Other spirits are available as well. The brewery hopes to bring in some Lazy RW whiskey, which is made in Moorefield, and continue selling a popular rosé wine — Buzzard’s Roost Blush from Mac’s Creek in Lexington.

Local ingredients are used as much as possible. The hops hails from a farm in Brady. Live honey comes from Long’s Honey Farm in Hershey. Jalapeños come from Booty Farms in Sullivan and berries come from nearby farms during the growing season. Malt comes from Omaha.

The hardest part of getting started was the financial aspect of a microbrewery, Paul said.

Amy earned a certificate in the business of craft beer from Portland State University, and Mark has a bachelor’s degree in business. Their success is a result of “a super team effort of four people coming together at the right time in what we believe is the right place,” Paul said.

The owners and employees work as a team. Amy manages the tap room and plans events. Mark is the logistic guru. Mindy runs the kitchen and Paul is the brew master.

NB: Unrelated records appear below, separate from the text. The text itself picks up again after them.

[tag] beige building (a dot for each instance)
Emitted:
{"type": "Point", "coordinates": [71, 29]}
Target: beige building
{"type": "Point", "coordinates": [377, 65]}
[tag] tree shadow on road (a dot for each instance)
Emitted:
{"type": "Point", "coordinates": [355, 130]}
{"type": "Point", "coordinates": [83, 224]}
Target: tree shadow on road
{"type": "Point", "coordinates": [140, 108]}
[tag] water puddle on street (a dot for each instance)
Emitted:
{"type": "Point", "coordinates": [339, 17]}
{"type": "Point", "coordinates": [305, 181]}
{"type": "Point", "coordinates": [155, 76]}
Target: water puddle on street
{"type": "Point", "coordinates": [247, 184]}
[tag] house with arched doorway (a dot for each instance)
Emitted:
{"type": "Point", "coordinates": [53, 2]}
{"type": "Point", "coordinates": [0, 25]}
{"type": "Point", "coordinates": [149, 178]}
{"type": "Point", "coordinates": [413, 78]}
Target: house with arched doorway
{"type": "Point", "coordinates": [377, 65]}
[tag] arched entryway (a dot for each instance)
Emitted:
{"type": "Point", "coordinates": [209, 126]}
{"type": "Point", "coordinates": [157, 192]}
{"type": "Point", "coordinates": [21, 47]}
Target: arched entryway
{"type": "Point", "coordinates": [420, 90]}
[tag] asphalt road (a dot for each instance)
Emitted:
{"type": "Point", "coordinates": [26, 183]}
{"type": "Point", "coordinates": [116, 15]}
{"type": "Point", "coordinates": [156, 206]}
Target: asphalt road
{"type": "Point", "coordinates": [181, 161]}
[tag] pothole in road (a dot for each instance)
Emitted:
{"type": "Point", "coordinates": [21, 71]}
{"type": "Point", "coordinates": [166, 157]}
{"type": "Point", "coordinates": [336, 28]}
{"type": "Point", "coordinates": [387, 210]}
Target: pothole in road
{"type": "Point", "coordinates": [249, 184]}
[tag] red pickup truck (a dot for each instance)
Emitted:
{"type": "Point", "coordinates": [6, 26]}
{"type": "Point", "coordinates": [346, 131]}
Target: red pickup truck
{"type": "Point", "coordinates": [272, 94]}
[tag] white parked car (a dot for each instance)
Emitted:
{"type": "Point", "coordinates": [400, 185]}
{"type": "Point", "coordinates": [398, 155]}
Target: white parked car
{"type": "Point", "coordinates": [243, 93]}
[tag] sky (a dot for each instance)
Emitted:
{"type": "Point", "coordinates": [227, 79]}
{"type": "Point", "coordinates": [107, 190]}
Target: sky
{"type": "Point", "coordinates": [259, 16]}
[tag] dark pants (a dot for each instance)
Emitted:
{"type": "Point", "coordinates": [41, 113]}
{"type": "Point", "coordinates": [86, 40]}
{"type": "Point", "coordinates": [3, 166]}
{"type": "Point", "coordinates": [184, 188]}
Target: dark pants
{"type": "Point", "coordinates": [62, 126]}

Fundraisers are an active part of Pal’s agenda. They donate time and money to many non-profit organizations.

Their event calendar is on their website, where you can sign up for notifications and specials.

They also have a facebook page and a blog.

The pub hours are 4- 9 p.m. on Tuesday and Wednesday; 4–10 p.m. on Thursday; 3–10 p.m. on Friday; 11:30 a.m.-10 p.m. on Saturday and 11:30 a.m.–9 p.m. on Sunday. The pub is closed Monday.